In the case of composites, various materials are combined for optimum use in the production process. Those materials go into the residual waste. In some communities, composites are disposed of in the "yellow bin or bag". Please contact your disposal company for more information.
- Aroma protection packaging consists of 80% paper and 20% plastic PP (polypropylene). These packs can be disposed of waste paper (only in Austria).
- The new films for the "Viennese Temptation" coffee are made of PP matt (polypropylene) and PE (polyethylene) and does not contain any aluminum. The new packaging for whole bean also has an overpressure valve on the front which lets CO2 produced during the roasting escape, oxygen cannot get in and the coffee is protected from foreign odors. Additional information: our ground coffee does not need a valve, as gas escapes during the coffee grinding process.
- Single Origin Coffee - consists of paper with a PE layer. This packaging also has a valve.

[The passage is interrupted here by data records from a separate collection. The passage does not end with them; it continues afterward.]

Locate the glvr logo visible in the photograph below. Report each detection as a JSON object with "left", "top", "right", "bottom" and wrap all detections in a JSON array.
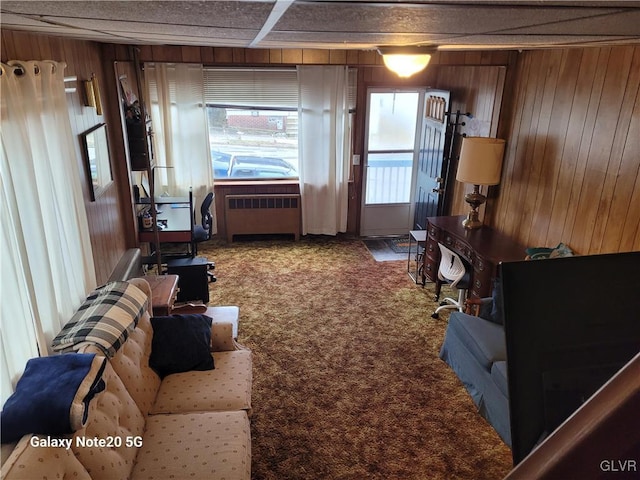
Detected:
[{"left": 600, "top": 460, "right": 638, "bottom": 472}]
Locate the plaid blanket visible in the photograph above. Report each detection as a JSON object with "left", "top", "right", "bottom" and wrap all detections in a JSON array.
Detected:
[{"left": 51, "top": 282, "right": 148, "bottom": 358}]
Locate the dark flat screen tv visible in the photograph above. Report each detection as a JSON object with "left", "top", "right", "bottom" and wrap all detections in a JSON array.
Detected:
[{"left": 498, "top": 252, "right": 640, "bottom": 464}]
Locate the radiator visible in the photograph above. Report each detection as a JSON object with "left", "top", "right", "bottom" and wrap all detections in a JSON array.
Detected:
[{"left": 225, "top": 194, "right": 300, "bottom": 243}]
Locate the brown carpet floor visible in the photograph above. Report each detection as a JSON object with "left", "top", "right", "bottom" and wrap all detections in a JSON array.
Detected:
[{"left": 199, "top": 237, "right": 511, "bottom": 480}]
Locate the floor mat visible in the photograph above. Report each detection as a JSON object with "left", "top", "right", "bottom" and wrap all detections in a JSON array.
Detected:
[{"left": 362, "top": 237, "right": 409, "bottom": 262}]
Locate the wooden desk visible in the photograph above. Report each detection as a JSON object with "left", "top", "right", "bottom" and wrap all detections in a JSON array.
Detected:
[{"left": 422, "top": 215, "right": 526, "bottom": 298}]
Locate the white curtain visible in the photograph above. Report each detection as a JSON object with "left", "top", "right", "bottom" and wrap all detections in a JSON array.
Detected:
[
  {"left": 0, "top": 61, "right": 96, "bottom": 401},
  {"left": 298, "top": 66, "right": 349, "bottom": 235},
  {"left": 144, "top": 63, "right": 213, "bottom": 212}
]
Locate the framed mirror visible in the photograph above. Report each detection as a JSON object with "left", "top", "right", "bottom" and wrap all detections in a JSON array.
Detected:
[{"left": 82, "top": 123, "right": 113, "bottom": 202}]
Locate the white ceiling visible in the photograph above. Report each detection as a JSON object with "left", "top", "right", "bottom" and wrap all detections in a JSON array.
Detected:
[{"left": 0, "top": 0, "right": 640, "bottom": 50}]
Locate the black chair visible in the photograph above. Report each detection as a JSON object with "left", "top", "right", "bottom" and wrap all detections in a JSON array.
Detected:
[{"left": 191, "top": 192, "right": 216, "bottom": 282}]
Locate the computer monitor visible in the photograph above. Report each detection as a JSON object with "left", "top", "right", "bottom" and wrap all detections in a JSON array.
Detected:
[{"left": 498, "top": 252, "right": 640, "bottom": 464}]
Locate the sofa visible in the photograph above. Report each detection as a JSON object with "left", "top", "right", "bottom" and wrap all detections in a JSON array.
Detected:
[
  {"left": 0, "top": 253, "right": 252, "bottom": 480},
  {"left": 440, "top": 289, "right": 511, "bottom": 446}
]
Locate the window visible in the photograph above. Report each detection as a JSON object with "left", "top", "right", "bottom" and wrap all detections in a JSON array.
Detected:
[
  {"left": 204, "top": 68, "right": 357, "bottom": 180},
  {"left": 204, "top": 68, "right": 298, "bottom": 179}
]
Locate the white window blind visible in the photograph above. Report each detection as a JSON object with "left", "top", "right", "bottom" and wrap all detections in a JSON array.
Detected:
[
  {"left": 204, "top": 68, "right": 298, "bottom": 109},
  {"left": 204, "top": 68, "right": 358, "bottom": 111}
]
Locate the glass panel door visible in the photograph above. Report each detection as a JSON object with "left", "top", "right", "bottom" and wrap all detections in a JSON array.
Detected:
[{"left": 360, "top": 89, "right": 423, "bottom": 236}]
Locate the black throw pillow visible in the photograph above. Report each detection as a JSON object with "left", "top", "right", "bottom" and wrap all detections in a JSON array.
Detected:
[
  {"left": 489, "top": 278, "right": 504, "bottom": 325},
  {"left": 149, "top": 314, "right": 214, "bottom": 377}
]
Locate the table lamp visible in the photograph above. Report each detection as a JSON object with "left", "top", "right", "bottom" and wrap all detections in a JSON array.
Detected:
[{"left": 456, "top": 137, "right": 505, "bottom": 230}]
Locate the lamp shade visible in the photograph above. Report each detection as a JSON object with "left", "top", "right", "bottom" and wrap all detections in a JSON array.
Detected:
[
  {"left": 456, "top": 137, "right": 505, "bottom": 185},
  {"left": 378, "top": 47, "right": 433, "bottom": 78}
]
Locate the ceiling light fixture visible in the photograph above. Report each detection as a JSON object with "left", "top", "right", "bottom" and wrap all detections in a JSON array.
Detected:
[{"left": 378, "top": 46, "right": 436, "bottom": 78}]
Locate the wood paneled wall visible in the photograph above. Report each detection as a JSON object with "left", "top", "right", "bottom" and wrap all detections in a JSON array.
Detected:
[
  {"left": 489, "top": 46, "right": 640, "bottom": 254},
  {"left": 1, "top": 29, "right": 127, "bottom": 284},
  {"left": 7, "top": 30, "right": 640, "bottom": 264}
]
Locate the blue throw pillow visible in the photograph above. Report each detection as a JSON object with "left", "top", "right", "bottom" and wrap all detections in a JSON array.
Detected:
[{"left": 149, "top": 314, "right": 215, "bottom": 377}]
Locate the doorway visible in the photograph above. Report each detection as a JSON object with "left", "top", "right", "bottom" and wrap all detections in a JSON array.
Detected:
[{"left": 360, "top": 88, "right": 425, "bottom": 236}]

- Re-sealing strips (e.g. for spices) are a composite material made of metal, plastic and paper
- Cacao tins, spice tins: a composite of cardboard, aluminum and PET (polyethylene terephthalate). The aluminum has no direct contact with the food.
Through innovation and ongoing improvements, the use of petroleum-based plastics has been greatly reduced. Our goal is to convert entirely to renewable raw materials. In some communities, composites are disposed of in the "yellow bin or bag". Please contact your disposal company for more information. Until we have achieved our goal, plastics, which can only be disposed in residual waste, are used for the following products:
Hand-packaged spices such as cinnamon sticks, bay leaves, sage leaves and saffron threads
- Sweet & Savoury: Gummi Bears, crackers, waffles, chocolates, ginger candied
- Cookies: honey hearts and Austrian vanilla cookies
- Coffee samples (for ground coffee)
- Outer cover of herbal pillows
- Cosmetic products
Our packaging symbols
These symbols indicate the origin and disposal of our packaging:
This symbol means: The film is made of cellulose (a renewable raw material) and compostable in the home compost.
By the way, all our teabags are compostable. This also applies to our tea pyramid bags as well as the completely natural adhesive material that attaches the cord to the tea bag.
Some teas are packaged in composite materials (80% paper and 20% plastic) to protect their natural flavours.
In Austria, this packaging material goes into the paper recycling. In Germany and Switzerland it is considered residual waste, which is why it is labelled with the symbol "residual waste".